# Matrix Factorization

In this task you are supposed to (manually) implement the matrix factorization variant you learned in the Data Cleaning chapter using the `numpy` library.

In [1]:
import numpy as np

We continue the scenario from the tutorials.

Assume that you have a ginormous database $D$ of three users and three movies and ratings provided by some users to some movies, which we represent as a matrix, where the entry $D_{ij}$ represents the rating user $i$ gave to movie $j$.
Since not all users have rated movies, and the rating ranges from 1 to 5, we encode missing ratings as 0.

In [6]:
# missing values encoded as 0
D = [
     [3,1,0],
     [1,0,3],
     [0,3,5],
    ]
D = np.array(D)

N = len(D)
M = len(D[0])
print(M)

3


First, randomly initialize the two factors $E$ and $A$ for $f=2$ latent features.

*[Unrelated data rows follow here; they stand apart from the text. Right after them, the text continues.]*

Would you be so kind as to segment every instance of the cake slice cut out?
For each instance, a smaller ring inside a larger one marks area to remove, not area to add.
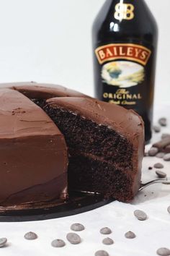
[[[86,98],[48,99],[44,110],[68,147],[69,190],[130,202],[140,183],[142,119],[133,111]]]

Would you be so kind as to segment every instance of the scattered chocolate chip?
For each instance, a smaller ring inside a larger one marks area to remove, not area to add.
[[[125,236],[129,239],[133,239],[133,238],[135,238],[135,234],[132,231],[128,231],[125,234]]]
[[[166,127],[167,125],[167,119],[165,117],[160,118],[158,119],[158,123],[161,127]]]
[[[66,236],[68,241],[72,244],[81,243],[81,237],[76,233],[68,233]]]
[[[51,242],[51,245],[53,247],[63,247],[66,245],[66,243],[63,240],[61,239],[55,239]]]
[[[110,234],[112,233],[112,230],[109,228],[102,228],[100,229],[100,233],[102,234]]]
[[[95,256],[109,256],[109,254],[106,251],[101,250],[101,251],[97,251],[95,253]]]
[[[135,210],[134,215],[139,221],[146,221],[147,219],[147,215],[143,210]]]
[[[159,152],[158,153],[158,154],[156,155],[156,157],[158,158],[163,158],[164,155],[165,153],[164,152]]]
[[[144,156],[148,156],[148,152],[145,152],[144,153]]]
[[[158,178],[166,178],[166,174],[164,171],[156,171],[156,174],[157,174]]]
[[[169,256],[170,255],[170,249],[168,248],[159,248],[157,249],[156,253],[161,256]]]
[[[7,242],[7,239],[5,237],[0,238],[0,247],[3,247]]]
[[[157,148],[153,147],[148,150],[149,156],[155,156],[157,153],[158,153],[158,149]]]
[[[114,244],[114,241],[111,238],[107,237],[103,239],[102,243],[105,245],[111,245]]]
[[[168,145],[166,147],[165,147],[164,152],[165,153],[170,153],[170,145]]]
[[[153,166],[158,169],[161,169],[164,167],[164,166],[161,163],[155,163]]]
[[[74,223],[71,226],[71,229],[73,231],[82,231],[85,228],[82,224]]]
[[[28,232],[25,234],[24,238],[27,240],[35,240],[37,238],[37,235],[34,232]]]
[[[170,161],[170,153],[166,154],[166,155],[164,156],[164,161]]]
[[[158,127],[157,125],[154,125],[153,127],[153,129],[155,132],[161,132],[161,127]]]
[[[165,139],[167,137],[170,137],[170,133],[163,133],[163,135],[161,136],[161,139]]]

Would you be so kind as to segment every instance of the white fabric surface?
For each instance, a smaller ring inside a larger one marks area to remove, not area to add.
[[[155,120],[160,116],[169,119],[170,125],[169,107],[157,107]],[[156,123],[156,121],[155,121]],[[163,128],[161,132],[170,132],[168,127]],[[156,141],[161,134],[154,135]],[[143,181],[149,181],[156,177],[155,171],[148,171],[148,166],[157,162],[163,163],[162,170],[170,176],[170,162],[164,162],[156,158],[145,158],[143,165]],[[146,195],[146,196],[145,196]],[[154,256],[159,247],[170,247],[170,214],[167,208],[170,205],[170,185],[155,184],[139,192],[130,204],[113,202],[94,210],[58,219],[22,222],[0,223],[0,236],[8,239],[6,247],[0,248],[0,255],[3,256],[93,256],[97,250],[104,249],[110,256]],[[136,209],[144,210],[148,218],[139,221],[133,216]],[[73,223],[83,223],[86,229],[79,234],[82,238],[80,244],[73,245],[66,239]],[[99,229],[109,226],[112,234],[104,236]],[[34,231],[38,239],[27,241],[24,235],[28,231]],[[125,233],[132,231],[136,238],[127,239]],[[113,239],[113,245],[104,245],[104,237]],[[53,248],[50,243],[55,239],[63,239],[66,246]]]

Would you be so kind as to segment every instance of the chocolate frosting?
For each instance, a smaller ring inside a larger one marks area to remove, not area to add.
[[[127,138],[133,145],[133,192],[138,192],[141,178],[144,152],[144,124],[142,118],[132,110],[115,104],[86,98],[55,98],[47,100],[52,108],[70,110],[99,124],[107,125]]]
[[[66,198],[67,148],[50,117],[22,93],[1,88],[0,124],[1,205]]]

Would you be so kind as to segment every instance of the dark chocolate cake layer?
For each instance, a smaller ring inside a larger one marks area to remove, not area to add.
[[[67,197],[67,148],[49,116],[22,93],[0,89],[0,205]]]
[[[70,189],[130,201],[140,183],[142,119],[133,111],[91,98],[55,98],[46,102],[45,111],[68,146]]]

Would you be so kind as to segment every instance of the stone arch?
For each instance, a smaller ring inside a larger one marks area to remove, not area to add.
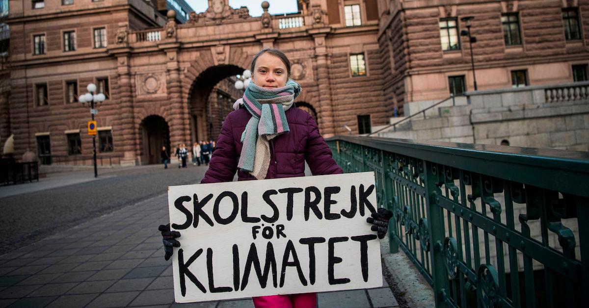
[[[161,147],[165,146],[168,154],[173,154],[170,141],[170,126],[158,115],[150,115],[139,124],[139,148],[141,164],[161,163]]]

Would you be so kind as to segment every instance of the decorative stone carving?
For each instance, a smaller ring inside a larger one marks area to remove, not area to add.
[[[117,44],[127,44],[129,35],[129,28],[127,25],[119,25],[117,30]]]
[[[148,95],[166,93],[166,77],[162,73],[148,73],[137,75],[135,84],[137,87],[137,95]]]
[[[262,2],[262,8],[264,9],[264,12],[262,13],[260,20],[262,21],[262,27],[266,29],[270,28],[270,26],[272,25],[272,19],[270,16],[270,13],[268,12],[268,8],[269,7],[270,4],[267,1]]]
[[[321,5],[315,4],[313,5],[313,22],[315,24],[323,24],[323,11],[321,9]]]

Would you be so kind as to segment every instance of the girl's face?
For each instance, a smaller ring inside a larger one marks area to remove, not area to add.
[[[280,88],[286,85],[288,72],[280,58],[266,52],[256,61],[252,81],[263,88]]]

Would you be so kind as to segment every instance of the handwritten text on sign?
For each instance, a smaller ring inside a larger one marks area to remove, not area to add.
[[[171,186],[178,303],[382,286],[374,173]]]

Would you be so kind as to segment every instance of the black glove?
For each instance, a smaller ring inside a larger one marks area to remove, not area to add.
[[[166,255],[164,258],[167,261],[170,260],[172,254],[174,253],[173,247],[180,247],[180,242],[176,240],[176,238],[180,237],[180,233],[177,231],[170,231],[170,224],[160,224],[157,230],[161,231],[161,237],[164,241],[164,251]]]
[[[393,217],[393,212],[380,207],[377,211],[373,213],[371,216],[372,217],[366,218],[367,223],[374,225],[370,230],[378,233],[379,239],[384,239],[386,235],[386,230],[389,228],[389,220]]]

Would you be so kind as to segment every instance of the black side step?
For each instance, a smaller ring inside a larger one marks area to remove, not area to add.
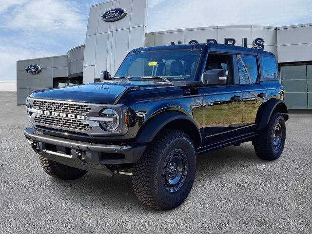
[[[235,137],[230,139],[228,139],[224,141],[219,141],[207,146],[205,146],[204,147],[198,148],[197,149],[196,154],[197,155],[201,155],[209,151],[217,150],[218,149],[224,148],[238,143],[249,141],[249,140],[251,140],[253,138],[256,136],[258,134],[257,133],[252,133],[235,136]]]

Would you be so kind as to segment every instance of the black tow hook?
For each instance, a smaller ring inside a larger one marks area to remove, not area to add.
[[[31,147],[36,151],[39,151],[39,143],[37,141],[33,141],[31,143]]]
[[[78,156],[78,158],[82,162],[86,162],[85,159],[85,154],[84,151],[81,150],[78,150],[76,151],[76,154]]]

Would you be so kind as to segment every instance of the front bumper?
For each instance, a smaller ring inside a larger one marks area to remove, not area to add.
[[[146,147],[83,142],[46,135],[34,128],[24,129],[24,134],[34,150],[44,157],[111,176],[114,174],[106,165],[136,162]]]

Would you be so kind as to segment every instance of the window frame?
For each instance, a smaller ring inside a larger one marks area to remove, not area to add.
[[[257,70],[258,71],[258,75],[257,76],[257,78],[255,80],[255,83],[252,83],[249,84],[241,84],[240,83],[240,76],[239,74],[239,67],[238,67],[238,58],[239,56],[250,56],[252,57],[254,57],[255,58],[255,61],[257,64]],[[236,54],[236,60],[237,60],[237,72],[238,74],[238,82],[240,85],[254,85],[257,84],[259,84],[260,81],[262,81],[262,72],[260,72],[261,68],[260,66],[260,60],[258,55],[251,55],[248,54],[243,54],[243,53],[239,53]],[[269,79],[266,79],[266,80]]]
[[[273,58],[276,64],[276,70],[277,71],[277,75],[278,75],[278,78],[264,78],[263,77],[264,74],[264,70],[263,70],[263,65],[262,64],[262,57],[270,57]],[[277,63],[277,59],[276,59],[276,57],[273,55],[262,55],[261,54],[258,54],[258,58],[259,59],[259,62],[260,64],[260,68],[261,69],[261,76],[260,76],[260,81],[279,81],[280,82],[281,82],[281,74],[280,74],[280,69],[279,69],[278,63]]]

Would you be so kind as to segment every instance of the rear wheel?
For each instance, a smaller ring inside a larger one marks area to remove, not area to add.
[[[175,208],[186,199],[194,181],[193,141],[183,132],[164,130],[148,145],[134,169],[133,188],[142,203],[159,210]]]
[[[258,157],[267,160],[278,158],[284,149],[286,136],[285,119],[281,113],[275,112],[256,139],[253,141]]]
[[[84,176],[87,171],[61,164],[59,162],[52,161],[38,155],[38,159],[41,166],[49,176],[65,180],[78,179]]]

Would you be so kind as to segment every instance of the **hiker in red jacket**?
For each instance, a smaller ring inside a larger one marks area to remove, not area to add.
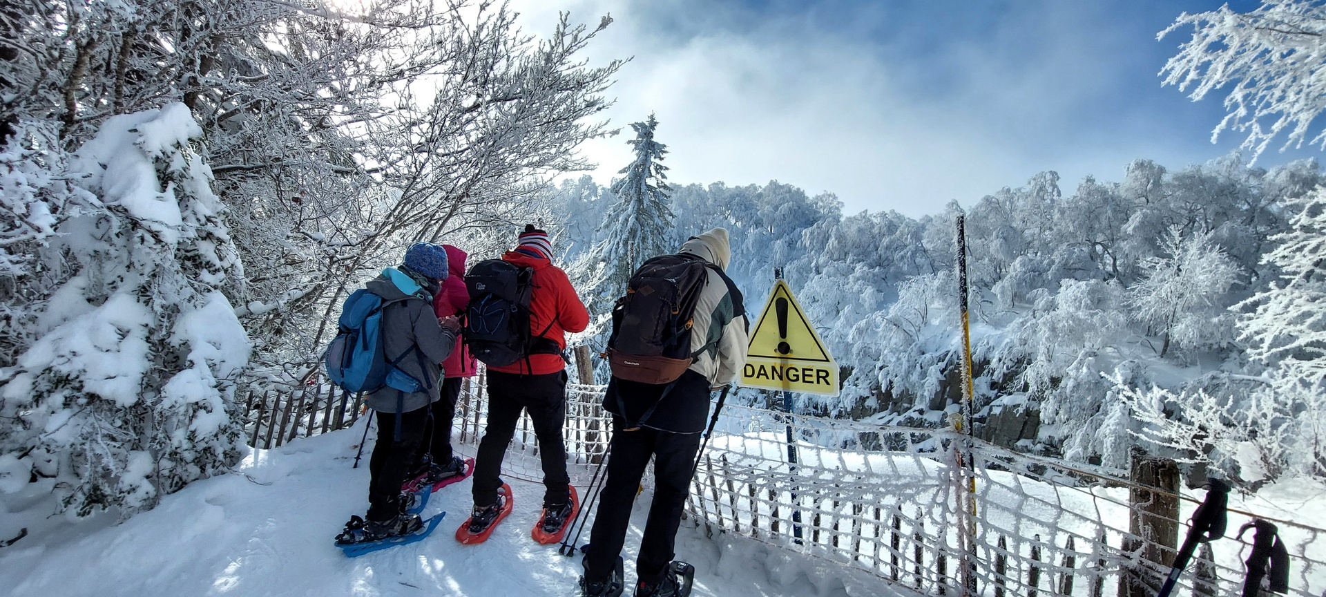
[[[465,257],[460,248],[444,244],[447,271],[450,276],[442,281],[442,288],[432,297],[434,313],[442,317],[464,317],[469,304],[469,291],[465,289]],[[451,450],[451,425],[456,417],[456,398],[460,397],[463,378],[475,375],[475,356],[465,350],[460,336],[451,356],[442,362],[442,398],[432,403],[432,425],[424,430],[419,454],[415,456],[414,472],[410,478],[423,476],[420,486],[435,484],[443,479],[465,472],[465,463]],[[426,476],[424,476],[426,475]]]
[[[589,312],[581,302],[570,280],[553,265],[552,243],[548,232],[526,226],[520,233],[520,244],[503,255],[503,261],[533,268],[533,288],[529,301],[529,326],[534,344],[556,342],[557,350],[566,349],[564,332],[581,332],[589,325]],[[542,338],[542,340],[541,340]],[[488,429],[479,443],[475,459],[475,509],[468,531],[485,533],[503,511],[499,495],[503,483],[503,455],[516,431],[521,409],[538,438],[538,455],[544,466],[545,528],[556,523],[558,529],[572,513],[570,478],[566,475],[566,447],[562,442],[562,423],[566,419],[566,362],[552,350],[533,352],[525,358],[507,365],[488,367]]]

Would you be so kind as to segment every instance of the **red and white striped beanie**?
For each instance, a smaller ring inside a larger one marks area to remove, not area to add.
[[[516,249],[532,249],[538,255],[553,259],[553,243],[548,240],[548,232],[534,228],[534,224],[525,224],[525,231],[520,233],[520,245]]]

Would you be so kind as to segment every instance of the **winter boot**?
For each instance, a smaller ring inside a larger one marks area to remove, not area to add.
[[[586,582],[582,576],[579,580],[579,597],[621,597],[626,592],[626,580],[622,556],[617,557],[617,566],[613,569],[613,576],[606,582]]]
[[[569,519],[574,512],[575,508],[572,507],[570,501],[565,504],[545,505],[544,532],[549,535],[561,532],[562,527],[566,525],[566,519]]]
[[[488,531],[497,521],[497,516],[501,515],[503,503],[501,495],[497,496],[497,501],[491,505],[475,505],[473,512],[469,513],[469,533],[479,535]]]
[[[695,584],[695,566],[684,561],[668,564],[658,584],[640,581],[635,585],[635,597],[688,597]]]
[[[381,541],[383,539],[410,535],[423,528],[423,520],[418,515],[399,513],[389,520],[367,520],[350,516],[345,523],[345,529],[337,535],[337,545],[354,545],[359,543]]]
[[[419,486],[432,486],[443,479],[450,479],[456,475],[463,475],[465,472],[465,462],[460,456],[451,456],[450,462],[443,464],[432,463],[428,464],[428,471],[423,475]]]

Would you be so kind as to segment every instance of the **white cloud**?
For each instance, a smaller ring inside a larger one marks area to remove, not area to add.
[[[871,7],[829,28],[802,13],[642,4],[513,4],[534,33],[550,31],[558,9],[586,24],[611,12],[591,62],[634,56],[609,90],[617,105],[607,117],[625,133],[583,146],[599,183],[631,158],[626,125],[651,111],[672,183],[777,179],[834,192],[849,212],[932,214],[1041,170],[1058,170],[1071,192],[1086,174],[1118,180],[1132,158],[1180,167],[1166,159],[1189,155],[1091,130],[1093,98],[1116,85],[1110,56],[1132,42],[1110,31],[1083,34],[1101,25],[1101,9],[1046,3],[952,40],[924,38],[935,31],[883,40],[869,25],[896,15]],[[1142,145],[1158,151],[1131,153]]]

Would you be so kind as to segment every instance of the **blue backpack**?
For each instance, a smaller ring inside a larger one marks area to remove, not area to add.
[[[382,297],[358,289],[345,300],[326,353],[328,377],[346,391],[374,391],[394,369],[382,354]]]
[[[407,350],[395,361],[387,361],[382,350],[382,297],[358,289],[345,300],[339,332],[328,345],[328,377],[342,390],[377,391],[390,386],[403,393],[415,393],[426,386],[395,364],[414,350]]]

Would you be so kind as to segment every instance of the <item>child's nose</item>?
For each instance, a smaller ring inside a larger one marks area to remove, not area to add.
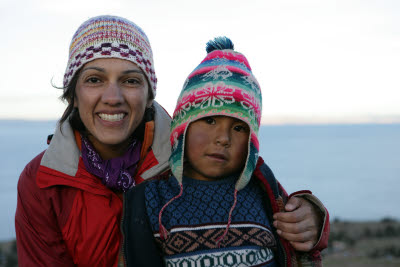
[[[117,83],[109,83],[105,88],[101,100],[109,105],[118,105],[122,103],[122,90]]]
[[[216,136],[216,143],[222,146],[230,146],[231,144],[231,135],[229,129],[219,129],[218,134]]]

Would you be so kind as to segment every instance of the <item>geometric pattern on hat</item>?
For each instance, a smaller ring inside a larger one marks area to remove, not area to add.
[[[167,240],[162,240],[158,234],[155,240],[163,252],[168,255],[193,253],[195,251],[216,249],[216,240],[224,232],[224,226],[205,225],[203,227],[174,228]],[[258,246],[276,247],[274,235],[269,229],[251,224],[232,224],[221,248]]]
[[[64,74],[66,88],[75,73],[98,58],[120,58],[138,65],[146,75],[153,97],[157,77],[153,52],[144,31],[133,22],[117,16],[98,16],[82,23],[72,37]]]
[[[210,116],[237,118],[250,128],[245,167],[236,183],[236,189],[240,190],[249,182],[258,160],[261,89],[246,57],[233,50],[228,38],[219,37],[207,45],[209,53],[186,79],[177,100],[171,123],[169,164],[174,176],[182,183],[184,144],[189,124]]]

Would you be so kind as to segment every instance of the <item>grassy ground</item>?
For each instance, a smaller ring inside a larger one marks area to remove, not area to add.
[[[333,221],[323,262],[328,267],[399,267],[400,222]]]
[[[400,222],[331,222],[325,267],[399,267]],[[0,267],[17,266],[15,241],[0,242]]]

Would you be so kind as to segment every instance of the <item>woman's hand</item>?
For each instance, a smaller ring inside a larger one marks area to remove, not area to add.
[[[273,224],[278,234],[288,240],[295,250],[310,251],[318,241],[323,220],[317,207],[304,198],[292,197],[285,210],[274,214]]]

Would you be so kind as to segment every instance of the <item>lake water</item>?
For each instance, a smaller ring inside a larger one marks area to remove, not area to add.
[[[0,120],[0,241],[15,237],[19,174],[55,125]],[[400,218],[400,124],[263,126],[259,139],[285,189],[311,190],[331,218]]]

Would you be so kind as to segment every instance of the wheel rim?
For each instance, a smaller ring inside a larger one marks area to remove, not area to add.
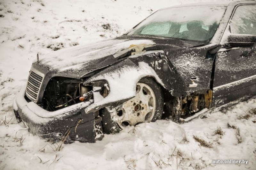
[[[124,129],[128,125],[150,122],[156,112],[156,105],[152,89],[146,84],[138,83],[135,97],[124,103],[122,109],[116,112],[117,124]]]

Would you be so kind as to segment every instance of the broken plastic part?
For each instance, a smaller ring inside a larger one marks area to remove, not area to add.
[[[212,91],[209,90],[207,92],[204,94],[204,107],[208,109],[210,108],[212,104]]]

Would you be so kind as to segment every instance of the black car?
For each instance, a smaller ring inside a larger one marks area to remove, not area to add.
[[[103,133],[256,95],[255,1],[160,10],[126,33],[37,56],[14,112],[51,141]]]

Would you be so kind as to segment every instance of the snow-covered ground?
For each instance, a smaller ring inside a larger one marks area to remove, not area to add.
[[[0,169],[256,169],[255,99],[183,124],[140,124],[60,151],[14,117],[12,101],[37,53],[120,35],[158,9],[201,1],[0,0]],[[212,163],[231,159],[248,163]]]

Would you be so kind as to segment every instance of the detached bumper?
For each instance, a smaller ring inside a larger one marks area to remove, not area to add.
[[[79,141],[94,142],[103,134],[101,117],[96,112],[85,113],[90,101],[79,103],[54,112],[48,112],[24,98],[25,87],[13,101],[18,122],[23,122],[28,130],[49,141],[65,142]]]

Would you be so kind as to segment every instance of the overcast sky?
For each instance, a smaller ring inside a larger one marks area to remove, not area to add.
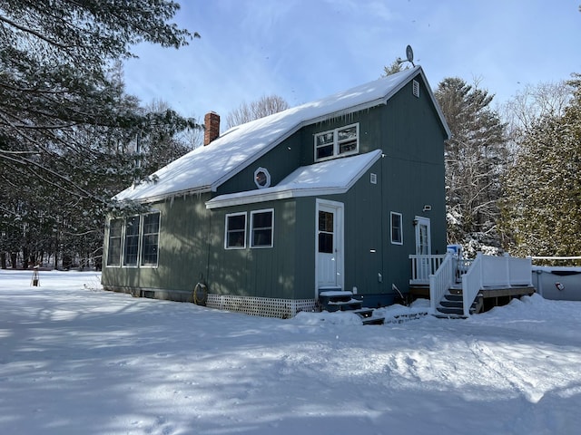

For evaluating the correctness of your results from the tutorial, you may *additionally* provide hard-coded inital factors as they have been provided in the tutorial.

In [13]:
# number of latent features
f = 2

# TODO your code goes here
np.random.seed() 
E = np.random.rand(N, f)
A = np.random.rand(M, f)


Implement a function that takes the data matrix $D$, the inital factors $E, A$, the number of epochs (iterations), the learning rate $\eta$, and performs the factorization of $D$. Use a default number of 5000 for the epochs and 0.001 for $\eta$.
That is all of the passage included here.